Scraping my school timetable


>> Who needs a website?

Posted on | 831 words | ~4 minute read


Manually navigating to my school website to get my timetable is getting boring. Logging in every time is worse. What if you could store your cookies somewhere, reverse engineer some APIs and have a workable CLI program that contains it all?

It might just work.

How? Well, I did just show you. I’ll go over it one by one.

How to scrape?

I used a toml file to avoid hardcoded data, it’s got a really simple to understand syntax and V comes with built in modules for dealing with this stuff. Here is a sample of my own file (with specifics omitted).

[cookies]
cpsdid                       = '*** uuid ***'
cpssid_cesis_catholic_edu_au = '*** uuid ***'
ASP_NET_SessionId            = '*** uuid ***'
SamlSessionIndex             = '****_*** uuid ***'

[panel]
sizes   = [8, 10, 5, 6]
padding = 5
margin  = 3
gap     = 0

[advanced]
user_agent='Mozilla/5.0 Gecko/20100101 Firefox/99.0'
url='https://****.compass.education/Services/Calendar.svc/GetCalendarEventsByUser?'
origin='https://****.compass.education'
userid=0000

4 cookies, a convincing user agent and a origin url. All needed to get this to work smoothly, the endpoints do not like any kind of change at all. Might as well make a request exactly how they like it. What request exactly?

It’s a long one.

result := os.execute("curl --compressed --silent \'$config.url\' -X POST 
-H \'User-Agent: $config.user_agent\' 
-H \'Accept: */*\' 
-H \'Accept-Language: en-US,en;q=0.5\' 
-H \'Accept-Encoding: gzip, deflate, br\' 
-H \'Content-Type: application/json\' 
-H \'X-Requested-With: XMLHttpRequest\' 
-H \'Origin: $config.origin\' 
-H \'DNT: 1\' 
-H \'Connection: keep-alive\' 
-H \'Referer: $config.origin\' 
-H \'Cookie: cpsdid=${config.cookies["cpsdid"]}; cpssid_cesis.catholic.edu.au=${config.cookies["cpssid_cesis_catholic_edu_au"]}; ASP.NET_SessionId=${config.cookies["ASP_NET_SessionId"]}; SamlSessionIndex=${config.cookies["SamlSessionIndex"]}\' 
-H \'Sec-Fetch-Dest: empty\' 
-H \'Sec-Fetch-Mode: cors\' 
-H \'Sec-Fetch-Site: same-origin\' 
-H \'Sec-GPC: 1\' 
-H \'Pragma: no-cache\' 
-H \'Cache-Control: no-cache\' 
-H \'TE: trailers\' 
--data-raw \'{\"userId\":${config.user_id_str},\"homePage\":true,\"activityId\":null,\"locationId\":null,\"staffIds\":null,\"startDate\":\"${formatted_date}\",\"endDate\":\"${formatted_date}\",\"page\":1,\"start\":0,\"limit\":25}\' --output - 
")

Like I said, do everything the endpoints say. Otherwise you’ll get an angry status code from cloudflare. I use curl here because of it’s simplicity and how it deals with compressed data. The first time round writing this it took many hours banging my head against the wall trying to interpret json data from a compressed binary stream, not fun. Just put --compressed in the command’s args and curl takes care of the rest.
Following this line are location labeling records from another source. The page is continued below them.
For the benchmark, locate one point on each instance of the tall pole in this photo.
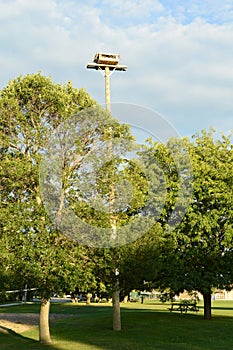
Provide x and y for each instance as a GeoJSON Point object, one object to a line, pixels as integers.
{"type": "Point", "coordinates": [107, 89]}
{"type": "Point", "coordinates": [110, 63]}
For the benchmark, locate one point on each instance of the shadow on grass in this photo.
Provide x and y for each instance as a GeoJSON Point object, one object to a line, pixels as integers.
{"type": "Point", "coordinates": [143, 327]}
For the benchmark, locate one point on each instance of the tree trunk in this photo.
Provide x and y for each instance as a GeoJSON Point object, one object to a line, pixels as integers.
{"type": "Point", "coordinates": [88, 296]}
{"type": "Point", "coordinates": [207, 306]}
{"type": "Point", "coordinates": [44, 321]}
{"type": "Point", "coordinates": [116, 309]}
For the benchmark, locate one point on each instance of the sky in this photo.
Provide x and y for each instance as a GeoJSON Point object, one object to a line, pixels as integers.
{"type": "Point", "coordinates": [179, 54]}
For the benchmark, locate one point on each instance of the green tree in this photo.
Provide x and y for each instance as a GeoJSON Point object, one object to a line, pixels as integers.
{"type": "Point", "coordinates": [31, 107]}
{"type": "Point", "coordinates": [201, 251]}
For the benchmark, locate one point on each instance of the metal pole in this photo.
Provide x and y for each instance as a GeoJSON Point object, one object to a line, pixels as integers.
{"type": "Point", "coordinates": [107, 88]}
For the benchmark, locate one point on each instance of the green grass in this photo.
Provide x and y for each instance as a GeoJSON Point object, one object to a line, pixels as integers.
{"type": "Point", "coordinates": [147, 326]}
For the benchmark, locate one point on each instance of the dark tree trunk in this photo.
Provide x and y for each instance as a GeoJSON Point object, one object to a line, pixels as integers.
{"type": "Point", "coordinates": [88, 296]}
{"type": "Point", "coordinates": [44, 321]}
{"type": "Point", "coordinates": [207, 306]}
{"type": "Point", "coordinates": [116, 308]}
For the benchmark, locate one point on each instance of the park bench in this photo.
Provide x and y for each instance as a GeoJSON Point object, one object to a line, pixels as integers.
{"type": "Point", "coordinates": [184, 306]}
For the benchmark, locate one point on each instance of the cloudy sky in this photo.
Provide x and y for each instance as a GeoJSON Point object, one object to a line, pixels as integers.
{"type": "Point", "coordinates": [179, 53]}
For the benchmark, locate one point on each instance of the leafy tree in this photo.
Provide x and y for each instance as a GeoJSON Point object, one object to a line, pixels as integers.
{"type": "Point", "coordinates": [31, 108]}
{"type": "Point", "coordinates": [200, 250]}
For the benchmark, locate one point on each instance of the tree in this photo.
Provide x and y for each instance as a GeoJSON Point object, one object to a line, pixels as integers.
{"type": "Point", "coordinates": [200, 255]}
{"type": "Point", "coordinates": [31, 108]}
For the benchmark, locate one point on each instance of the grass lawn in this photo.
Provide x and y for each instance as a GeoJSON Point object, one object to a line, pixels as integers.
{"type": "Point", "coordinates": [147, 326]}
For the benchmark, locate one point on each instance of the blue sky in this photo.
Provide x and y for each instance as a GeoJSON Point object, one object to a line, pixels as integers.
{"type": "Point", "coordinates": [179, 53]}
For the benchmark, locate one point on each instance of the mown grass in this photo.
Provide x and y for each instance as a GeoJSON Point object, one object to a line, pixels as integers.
{"type": "Point", "coordinates": [147, 326]}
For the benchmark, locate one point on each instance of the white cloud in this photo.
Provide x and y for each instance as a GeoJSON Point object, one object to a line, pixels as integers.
{"type": "Point", "coordinates": [180, 67]}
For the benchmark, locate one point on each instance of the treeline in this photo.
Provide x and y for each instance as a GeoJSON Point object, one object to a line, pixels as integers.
{"type": "Point", "coordinates": [162, 220]}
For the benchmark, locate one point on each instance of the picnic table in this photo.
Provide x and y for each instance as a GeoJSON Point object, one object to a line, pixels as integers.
{"type": "Point", "coordinates": [184, 306]}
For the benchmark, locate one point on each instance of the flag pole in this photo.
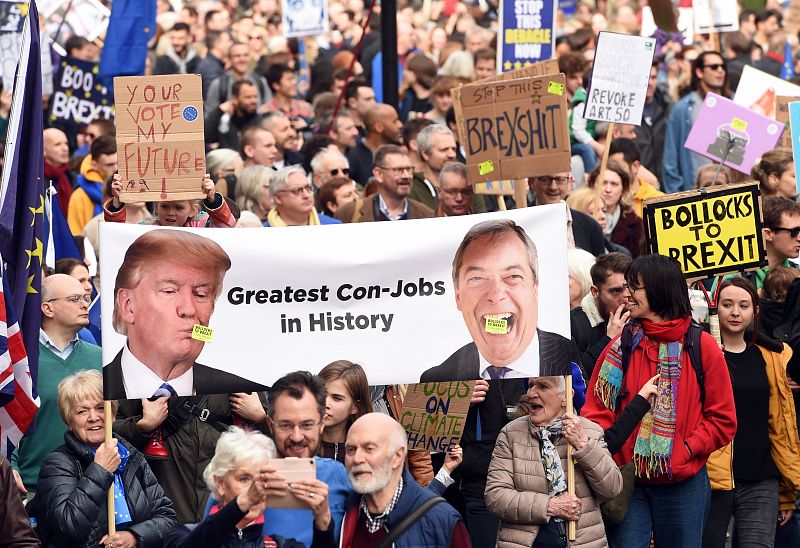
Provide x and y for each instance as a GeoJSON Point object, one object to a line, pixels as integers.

V’s default json module is not flexible at all. To avoid creating structs upon structs for the complete json tree structure I opted to use the alternative parser written in pure V. This allowed me to be a lot more dynamic, parsing values into types when I needed them (lazy evaluation).

// import x.json2

if result.exit_code != 0 {
	cli_fatals([
		"Curl exited with a non-zero error code! (${result.exit_code})"
		result.output
	])
}

entries := (json2.raw_decode(result.output) or {
	cli_fatals([
		"Failed to decode data!"
		"err: $err"
		"Returned data may be garbled?"
		"data: $result.output"
	])
}).as_map()["d"] or {
	cli_fatals([
		"Cannot find root of parsed data!"
		"Returned data may be garbled?"
		"data: $result.output"
	])
}.arr()

Boillerplate aside, this nightmarish piece of code takes the json data under d and transforms it into an array of nodes.
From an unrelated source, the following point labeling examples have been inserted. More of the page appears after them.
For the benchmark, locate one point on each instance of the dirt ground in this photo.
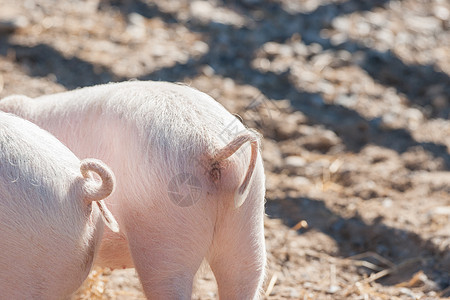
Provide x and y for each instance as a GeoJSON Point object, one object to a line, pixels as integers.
{"type": "Point", "coordinates": [352, 98]}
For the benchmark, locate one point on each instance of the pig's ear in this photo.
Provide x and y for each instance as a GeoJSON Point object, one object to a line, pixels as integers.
{"type": "Point", "coordinates": [253, 138]}
{"type": "Point", "coordinates": [97, 191]}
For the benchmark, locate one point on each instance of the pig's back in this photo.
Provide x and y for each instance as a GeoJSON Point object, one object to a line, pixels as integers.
{"type": "Point", "coordinates": [172, 126]}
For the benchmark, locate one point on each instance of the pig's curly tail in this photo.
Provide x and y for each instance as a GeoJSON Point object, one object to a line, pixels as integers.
{"type": "Point", "coordinates": [95, 191]}
{"type": "Point", "coordinates": [253, 138]}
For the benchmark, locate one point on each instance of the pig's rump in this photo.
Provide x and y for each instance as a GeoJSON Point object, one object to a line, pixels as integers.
{"type": "Point", "coordinates": [165, 141]}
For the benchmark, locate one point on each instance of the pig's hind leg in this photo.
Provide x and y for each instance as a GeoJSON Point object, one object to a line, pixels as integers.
{"type": "Point", "coordinates": [168, 244]}
{"type": "Point", "coordinates": [237, 256]}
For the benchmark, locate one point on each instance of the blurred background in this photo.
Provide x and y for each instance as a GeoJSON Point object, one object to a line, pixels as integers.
{"type": "Point", "coordinates": [352, 98]}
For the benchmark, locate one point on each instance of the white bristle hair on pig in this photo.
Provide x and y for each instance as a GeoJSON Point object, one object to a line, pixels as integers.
{"type": "Point", "coordinates": [51, 210]}
{"type": "Point", "coordinates": [190, 181]}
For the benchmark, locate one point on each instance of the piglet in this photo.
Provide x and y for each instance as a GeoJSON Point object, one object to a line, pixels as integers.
{"type": "Point", "coordinates": [190, 181]}
{"type": "Point", "coordinates": [49, 229]}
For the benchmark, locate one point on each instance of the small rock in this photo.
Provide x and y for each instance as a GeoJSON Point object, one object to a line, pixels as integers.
{"type": "Point", "coordinates": [300, 180]}
{"type": "Point", "coordinates": [294, 162]}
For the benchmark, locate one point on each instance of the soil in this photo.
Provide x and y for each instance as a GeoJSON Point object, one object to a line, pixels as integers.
{"type": "Point", "coordinates": [352, 98]}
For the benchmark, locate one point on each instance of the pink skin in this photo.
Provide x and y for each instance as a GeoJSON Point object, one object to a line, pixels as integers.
{"type": "Point", "coordinates": [149, 132]}
{"type": "Point", "coordinates": [49, 229]}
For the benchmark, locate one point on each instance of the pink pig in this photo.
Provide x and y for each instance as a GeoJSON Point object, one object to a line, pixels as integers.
{"type": "Point", "coordinates": [49, 230]}
{"type": "Point", "coordinates": [188, 187]}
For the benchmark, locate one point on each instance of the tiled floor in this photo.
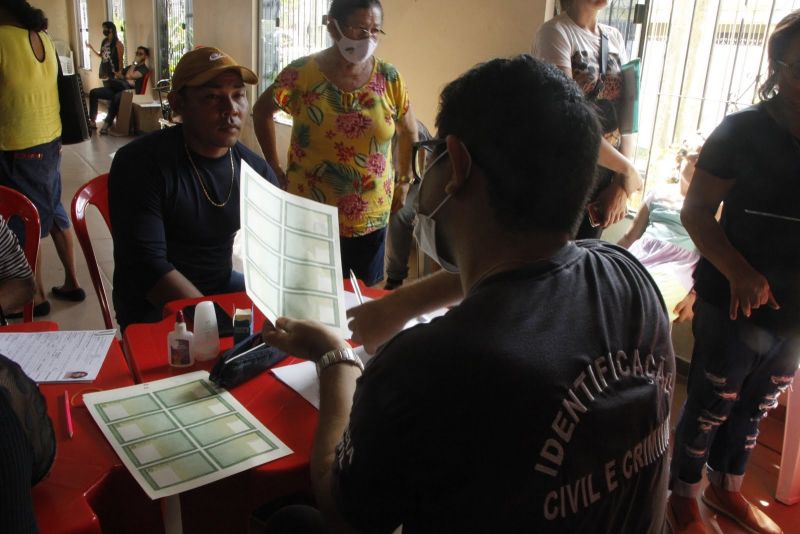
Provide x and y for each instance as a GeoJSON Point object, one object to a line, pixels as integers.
{"type": "Point", "coordinates": [84, 161]}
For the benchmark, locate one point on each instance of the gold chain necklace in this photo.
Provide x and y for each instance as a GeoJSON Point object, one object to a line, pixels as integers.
{"type": "Point", "coordinates": [203, 186]}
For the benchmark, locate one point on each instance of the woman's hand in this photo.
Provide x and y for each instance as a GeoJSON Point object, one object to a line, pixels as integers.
{"type": "Point", "coordinates": [305, 339]}
{"type": "Point", "coordinates": [612, 203]}
{"type": "Point", "coordinates": [283, 180]}
{"type": "Point", "coordinates": [685, 308]}
{"type": "Point", "coordinates": [375, 322]}
{"type": "Point", "coordinates": [399, 196]}
{"type": "Point", "coordinates": [750, 290]}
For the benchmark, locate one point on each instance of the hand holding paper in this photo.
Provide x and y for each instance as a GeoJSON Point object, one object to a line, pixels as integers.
{"type": "Point", "coordinates": [305, 339]}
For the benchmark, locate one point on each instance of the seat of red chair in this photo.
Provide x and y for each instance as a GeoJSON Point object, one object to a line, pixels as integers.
{"type": "Point", "coordinates": [94, 192]}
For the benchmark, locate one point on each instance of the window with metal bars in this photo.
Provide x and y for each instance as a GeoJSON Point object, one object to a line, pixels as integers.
{"type": "Point", "coordinates": [702, 60]}
{"type": "Point", "coordinates": [174, 20]}
{"type": "Point", "coordinates": [289, 29]}
{"type": "Point", "coordinates": [116, 14]}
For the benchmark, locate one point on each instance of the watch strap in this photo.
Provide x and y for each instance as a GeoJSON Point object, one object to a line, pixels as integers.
{"type": "Point", "coordinates": [333, 357]}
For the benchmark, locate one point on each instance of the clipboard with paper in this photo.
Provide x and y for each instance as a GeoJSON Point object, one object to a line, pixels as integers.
{"type": "Point", "coordinates": [628, 108]}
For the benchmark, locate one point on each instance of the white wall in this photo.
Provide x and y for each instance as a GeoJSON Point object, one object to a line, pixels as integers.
{"type": "Point", "coordinates": [432, 42]}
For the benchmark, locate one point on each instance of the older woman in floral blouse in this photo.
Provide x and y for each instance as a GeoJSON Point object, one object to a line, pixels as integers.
{"type": "Point", "coordinates": [345, 104]}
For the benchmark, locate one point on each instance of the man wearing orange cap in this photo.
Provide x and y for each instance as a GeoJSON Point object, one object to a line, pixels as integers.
{"type": "Point", "coordinates": [174, 194]}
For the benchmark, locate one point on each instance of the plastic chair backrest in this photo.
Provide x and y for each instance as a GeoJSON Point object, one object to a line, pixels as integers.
{"type": "Point", "coordinates": [94, 192]}
{"type": "Point", "coordinates": [145, 87]}
{"type": "Point", "coordinates": [14, 203]}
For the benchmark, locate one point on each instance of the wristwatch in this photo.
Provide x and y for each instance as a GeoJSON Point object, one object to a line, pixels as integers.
{"type": "Point", "coordinates": [333, 357]}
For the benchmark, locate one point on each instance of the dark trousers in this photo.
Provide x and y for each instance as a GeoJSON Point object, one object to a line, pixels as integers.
{"type": "Point", "coordinates": [737, 372]}
{"type": "Point", "coordinates": [364, 255]}
{"type": "Point", "coordinates": [36, 173]}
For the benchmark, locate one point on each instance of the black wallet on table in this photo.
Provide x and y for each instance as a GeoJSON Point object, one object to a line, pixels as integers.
{"type": "Point", "coordinates": [244, 361]}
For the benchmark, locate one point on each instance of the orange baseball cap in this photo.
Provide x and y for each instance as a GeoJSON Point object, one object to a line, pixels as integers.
{"type": "Point", "coordinates": [203, 64]}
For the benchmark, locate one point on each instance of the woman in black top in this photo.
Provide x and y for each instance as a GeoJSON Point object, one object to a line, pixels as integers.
{"type": "Point", "coordinates": [747, 314]}
{"type": "Point", "coordinates": [111, 52]}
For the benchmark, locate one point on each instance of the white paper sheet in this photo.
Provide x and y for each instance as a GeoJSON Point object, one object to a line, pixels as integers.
{"type": "Point", "coordinates": [181, 433]}
{"type": "Point", "coordinates": [291, 261]}
{"type": "Point", "coordinates": [65, 356]}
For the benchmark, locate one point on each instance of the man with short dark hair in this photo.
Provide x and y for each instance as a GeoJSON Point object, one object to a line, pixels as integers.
{"type": "Point", "coordinates": [541, 402]}
{"type": "Point", "coordinates": [174, 194]}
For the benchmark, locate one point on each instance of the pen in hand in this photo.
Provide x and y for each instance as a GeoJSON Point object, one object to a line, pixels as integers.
{"type": "Point", "coordinates": [356, 288]}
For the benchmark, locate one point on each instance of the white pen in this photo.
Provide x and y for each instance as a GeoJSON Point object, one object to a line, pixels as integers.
{"type": "Point", "coordinates": [773, 215]}
{"type": "Point", "coordinates": [356, 289]}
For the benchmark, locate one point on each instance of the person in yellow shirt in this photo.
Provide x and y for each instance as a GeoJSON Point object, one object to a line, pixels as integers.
{"type": "Point", "coordinates": [346, 105]}
{"type": "Point", "coordinates": [30, 133]}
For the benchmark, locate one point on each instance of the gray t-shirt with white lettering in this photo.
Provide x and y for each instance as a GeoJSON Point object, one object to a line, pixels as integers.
{"type": "Point", "coordinates": [539, 404]}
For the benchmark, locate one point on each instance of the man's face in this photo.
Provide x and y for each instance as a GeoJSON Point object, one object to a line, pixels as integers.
{"type": "Point", "coordinates": [213, 114]}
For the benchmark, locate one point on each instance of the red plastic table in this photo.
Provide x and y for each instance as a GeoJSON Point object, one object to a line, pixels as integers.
{"type": "Point", "coordinates": [290, 417]}
{"type": "Point", "coordinates": [88, 489]}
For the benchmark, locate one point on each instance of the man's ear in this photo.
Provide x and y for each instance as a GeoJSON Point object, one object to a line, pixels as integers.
{"type": "Point", "coordinates": [461, 162]}
{"type": "Point", "coordinates": [175, 99]}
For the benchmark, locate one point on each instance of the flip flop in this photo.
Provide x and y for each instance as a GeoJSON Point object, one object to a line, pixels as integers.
{"type": "Point", "coordinates": [75, 295]}
{"type": "Point", "coordinates": [43, 308]}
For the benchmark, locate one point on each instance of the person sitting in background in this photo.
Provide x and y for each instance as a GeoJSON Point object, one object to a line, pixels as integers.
{"type": "Point", "coordinates": [658, 239]}
{"type": "Point", "coordinates": [574, 41]}
{"type": "Point", "coordinates": [131, 77]}
{"type": "Point", "coordinates": [174, 194]}
{"type": "Point", "coordinates": [527, 406]}
{"type": "Point", "coordinates": [401, 224]}
{"type": "Point", "coordinates": [16, 278]}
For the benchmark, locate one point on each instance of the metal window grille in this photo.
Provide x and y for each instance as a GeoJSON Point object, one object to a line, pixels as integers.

longTitle and longTitleWithoutTime are exactly what we are looking for. If this was C, I would be weeping seeing the amount of string manipulation in this next part. I’ll save you the trouble, just know that taking two hours off the time because of a timezone issue added 40 lines of garbage. But hey, it works fine right? Let’s just hope they don’t change or, god forbid, innovate on their APIs.

The “frame”

The frame is what really makes it look cool. Proper padding, margins and font alignment. Is it really a TUI program if the UI doesn’t look cool?

Since you’ve already seen it above, I’ll show it’s drawing process in action.

pub fn print(s string) {
	// ....
	// ....
	} $else {
+		C.usleep(10000)
		_write_buf_to_fd(1, s.str, s.len)
+		C.fflush(C.stdout)
	}
}

I’ve added a couple C functions into V’s builtin print function (above). One for sleeping 10000 nanoseconds (0.01 seconds) and another for flushing stdout. These additions show it best!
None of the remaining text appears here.